Os cinco anos de Tite no comando permitem imaginar que a seleção brasileira disputará a Copa do Mundo de 2022 com um (excelente) goleiro, uma linha de quatro
Redação Publicado em 13/10/2021, às 00h00 - Atualizado às 13h01
Os cinco anos de Tite no comando permitem imaginar que a seleção brasileira disputará a Copa do Mundo de 2022 com um (excelente) goleiro, uma linha de quatro defensores, Casemiro à frente dela e Neymar comandando o ataque.
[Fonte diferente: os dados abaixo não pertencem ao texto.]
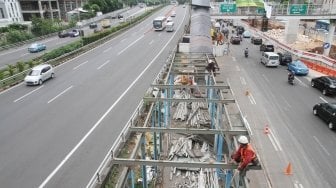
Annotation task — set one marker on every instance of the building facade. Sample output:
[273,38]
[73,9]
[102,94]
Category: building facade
[10,12]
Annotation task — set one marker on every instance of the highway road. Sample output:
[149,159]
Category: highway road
[21,54]
[296,135]
[57,134]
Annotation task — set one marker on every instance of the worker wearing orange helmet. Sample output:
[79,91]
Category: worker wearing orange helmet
[245,154]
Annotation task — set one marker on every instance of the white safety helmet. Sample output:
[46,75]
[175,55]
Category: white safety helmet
[243,140]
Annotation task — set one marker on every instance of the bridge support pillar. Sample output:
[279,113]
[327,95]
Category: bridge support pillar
[329,38]
[291,31]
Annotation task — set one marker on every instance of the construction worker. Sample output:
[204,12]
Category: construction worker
[244,155]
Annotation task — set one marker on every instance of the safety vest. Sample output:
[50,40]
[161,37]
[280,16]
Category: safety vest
[248,148]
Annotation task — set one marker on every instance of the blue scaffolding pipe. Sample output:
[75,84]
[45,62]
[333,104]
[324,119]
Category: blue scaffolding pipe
[154,137]
[132,178]
[159,125]
[228,178]
[143,156]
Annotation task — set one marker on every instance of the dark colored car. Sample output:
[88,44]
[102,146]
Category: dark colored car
[327,112]
[285,58]
[235,40]
[240,30]
[256,40]
[267,47]
[327,84]
[63,34]
[93,25]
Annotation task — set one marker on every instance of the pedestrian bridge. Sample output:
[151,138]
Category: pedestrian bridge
[253,10]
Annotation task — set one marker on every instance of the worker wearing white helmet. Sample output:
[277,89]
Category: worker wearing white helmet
[245,154]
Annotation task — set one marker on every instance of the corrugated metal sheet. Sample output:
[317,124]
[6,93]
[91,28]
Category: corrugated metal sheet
[201,3]
[200,41]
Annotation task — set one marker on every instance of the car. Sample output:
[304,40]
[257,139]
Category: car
[38,74]
[240,30]
[169,19]
[327,84]
[298,68]
[267,47]
[36,47]
[327,112]
[285,58]
[235,40]
[74,33]
[63,34]
[256,40]
[247,34]
[93,25]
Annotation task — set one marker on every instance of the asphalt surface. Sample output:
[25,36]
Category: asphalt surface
[57,134]
[296,135]
[21,54]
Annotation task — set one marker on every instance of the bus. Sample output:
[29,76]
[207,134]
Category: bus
[159,23]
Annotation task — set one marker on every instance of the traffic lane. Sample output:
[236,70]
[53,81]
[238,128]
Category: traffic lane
[62,178]
[288,100]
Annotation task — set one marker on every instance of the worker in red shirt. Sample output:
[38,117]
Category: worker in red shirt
[244,155]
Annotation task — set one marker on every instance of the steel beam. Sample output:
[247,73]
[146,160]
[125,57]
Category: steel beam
[166,163]
[224,101]
[189,131]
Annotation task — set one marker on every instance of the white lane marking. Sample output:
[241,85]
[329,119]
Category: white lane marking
[265,77]
[247,125]
[130,45]
[324,149]
[274,141]
[28,94]
[103,64]
[24,54]
[79,65]
[298,185]
[251,99]
[323,99]
[242,80]
[104,115]
[108,49]
[51,100]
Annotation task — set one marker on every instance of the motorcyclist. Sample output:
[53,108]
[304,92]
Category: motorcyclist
[246,51]
[290,76]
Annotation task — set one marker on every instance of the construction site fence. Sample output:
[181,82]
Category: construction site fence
[314,61]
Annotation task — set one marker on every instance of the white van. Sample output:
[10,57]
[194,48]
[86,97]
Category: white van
[170,27]
[270,59]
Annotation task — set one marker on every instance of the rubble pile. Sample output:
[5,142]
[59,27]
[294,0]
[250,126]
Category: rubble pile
[186,149]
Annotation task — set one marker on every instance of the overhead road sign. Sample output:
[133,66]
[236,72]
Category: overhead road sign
[226,7]
[298,9]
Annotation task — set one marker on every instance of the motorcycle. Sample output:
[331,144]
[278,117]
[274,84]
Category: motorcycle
[246,54]
[291,79]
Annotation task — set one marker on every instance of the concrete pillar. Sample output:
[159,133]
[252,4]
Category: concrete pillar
[329,38]
[40,9]
[291,31]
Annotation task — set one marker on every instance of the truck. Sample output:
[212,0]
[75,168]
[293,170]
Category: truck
[105,23]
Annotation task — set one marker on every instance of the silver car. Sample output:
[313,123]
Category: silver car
[38,74]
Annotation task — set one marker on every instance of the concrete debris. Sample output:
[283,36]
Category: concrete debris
[181,112]
[183,150]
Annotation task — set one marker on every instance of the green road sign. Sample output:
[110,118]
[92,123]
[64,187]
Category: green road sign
[228,8]
[298,9]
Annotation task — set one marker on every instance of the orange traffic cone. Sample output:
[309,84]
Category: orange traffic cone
[288,170]
[266,129]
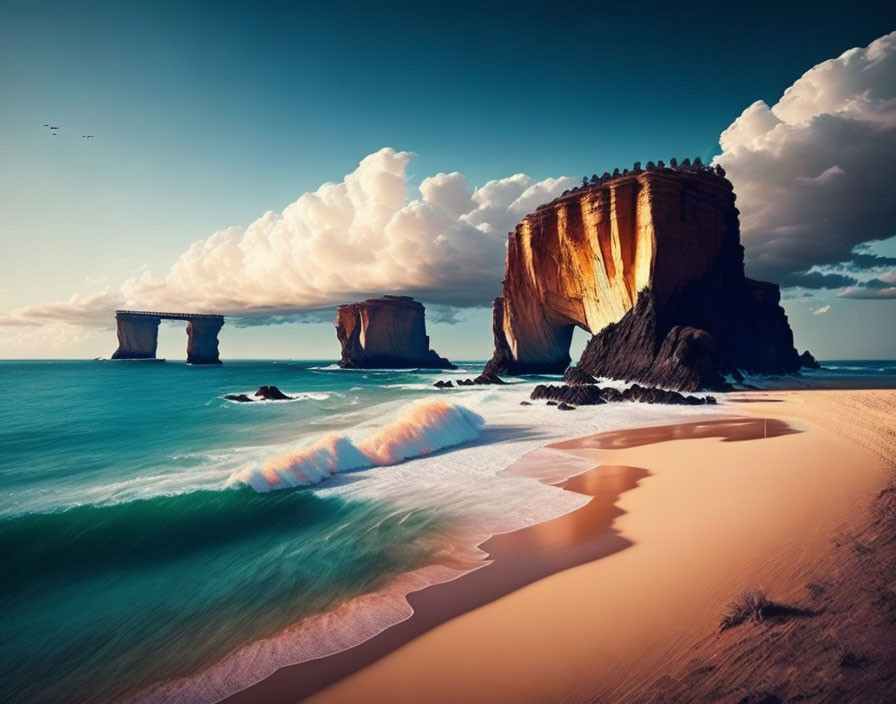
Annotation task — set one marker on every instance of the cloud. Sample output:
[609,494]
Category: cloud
[813,173]
[367,235]
[880,288]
O setor defensivo está bem encaminhado, tanto no formato quanto nos atletas.
Mas, neste espaço entre o volante do Real Madrid (substituído por Fabinho nesta data Fifa) e o atacante do PSG, a quantidade de possibilidades, a diversidade de características individuais e os inúmeros arranjos coletivos que se pode construir transformam cada jogo desta fase atual no desafio mais interessante desta comissão técnica. Assim será também o Brasil x Uruguai desta quinta-feira.
A busca é pela melhor harmonia entre o modelo ofensivo e os jogadores escolhidos para executá-lo. Nas últimas três partidas, a Seleção jogou no 4-1-3-2. Como se chegou até ele?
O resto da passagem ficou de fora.